Job lost to cuts at Fort Meade


Richard H. Howell has spent the last six years following Pentagon orders to strip Fort Meade of 9,000 acres.

And now, with his work almost done, he finds himself downsized out of a job.

When the 1st U.S. Army's mission ends June 30, so will Mr. Howell's role as the man who makes sure base closure and realignment gets done with the community's help.

This week Department of Defense officials told Mr. Howell, 56, he would not be replaced after the 1st Army is inactivated and consolidated at Fort Gillem, Ga.

"Their job is to really work themselves out of a job," explained Major Marty Hauser, spokesman for the Defense Department's Base Transition Office. "He's a good guy. He's done a lot of good things. It's a decision that gets made when a mission is ending."
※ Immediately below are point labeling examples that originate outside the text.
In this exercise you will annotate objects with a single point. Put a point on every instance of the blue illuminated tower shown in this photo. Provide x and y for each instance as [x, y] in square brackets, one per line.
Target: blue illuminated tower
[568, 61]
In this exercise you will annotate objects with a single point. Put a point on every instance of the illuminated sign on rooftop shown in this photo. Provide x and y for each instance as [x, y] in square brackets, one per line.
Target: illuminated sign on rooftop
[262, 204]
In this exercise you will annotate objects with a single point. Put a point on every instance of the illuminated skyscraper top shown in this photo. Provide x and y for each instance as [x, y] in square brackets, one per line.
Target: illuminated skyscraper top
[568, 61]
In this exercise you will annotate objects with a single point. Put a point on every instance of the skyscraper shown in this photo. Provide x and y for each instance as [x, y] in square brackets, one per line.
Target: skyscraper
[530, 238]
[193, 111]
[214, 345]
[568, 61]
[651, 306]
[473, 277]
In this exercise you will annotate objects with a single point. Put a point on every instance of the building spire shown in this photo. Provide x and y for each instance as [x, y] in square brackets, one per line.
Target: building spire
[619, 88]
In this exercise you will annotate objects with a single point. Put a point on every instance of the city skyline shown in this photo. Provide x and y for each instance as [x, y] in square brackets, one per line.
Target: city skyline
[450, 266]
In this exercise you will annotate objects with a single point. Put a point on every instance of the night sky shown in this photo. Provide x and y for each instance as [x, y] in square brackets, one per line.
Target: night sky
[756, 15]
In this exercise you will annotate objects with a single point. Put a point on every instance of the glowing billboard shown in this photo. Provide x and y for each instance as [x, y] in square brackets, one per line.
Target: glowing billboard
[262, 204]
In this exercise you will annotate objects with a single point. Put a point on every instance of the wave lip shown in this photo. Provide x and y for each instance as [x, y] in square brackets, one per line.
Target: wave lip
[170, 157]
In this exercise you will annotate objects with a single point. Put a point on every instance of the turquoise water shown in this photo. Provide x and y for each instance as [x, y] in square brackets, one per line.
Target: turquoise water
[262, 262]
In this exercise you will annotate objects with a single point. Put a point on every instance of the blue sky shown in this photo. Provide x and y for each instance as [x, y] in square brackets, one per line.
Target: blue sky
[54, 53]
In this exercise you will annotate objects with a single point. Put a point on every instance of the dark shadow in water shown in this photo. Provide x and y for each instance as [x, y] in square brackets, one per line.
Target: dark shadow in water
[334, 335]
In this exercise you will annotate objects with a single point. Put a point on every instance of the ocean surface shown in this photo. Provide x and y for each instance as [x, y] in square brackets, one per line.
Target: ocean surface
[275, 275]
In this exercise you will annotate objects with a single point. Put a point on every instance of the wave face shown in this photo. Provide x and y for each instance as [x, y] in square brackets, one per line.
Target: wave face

Fort Meade officials said they have decided not to hire another base transition coordinator to finish Mr. Howell's last major project, turning Tipton Army Airfield into a civilian airport. Post spokesman Julius Simms said the work will be taken up by Ted Hartman, Fort Meade's Base Closure and Realignment Commission officer.

"I've accepted now that's how the cookie crumbles," said Mr. Howell, a retired Army colonel. "It would take an extraordinary action to turn this around. I really believe I made a difference. It's too bad I can't continue to support Fort Meade."

Mr. Howell's last day is June 24. Two days later, he will start as executive director of the Baltimore Federal Executive Board, which coordinates activities among federal agencies.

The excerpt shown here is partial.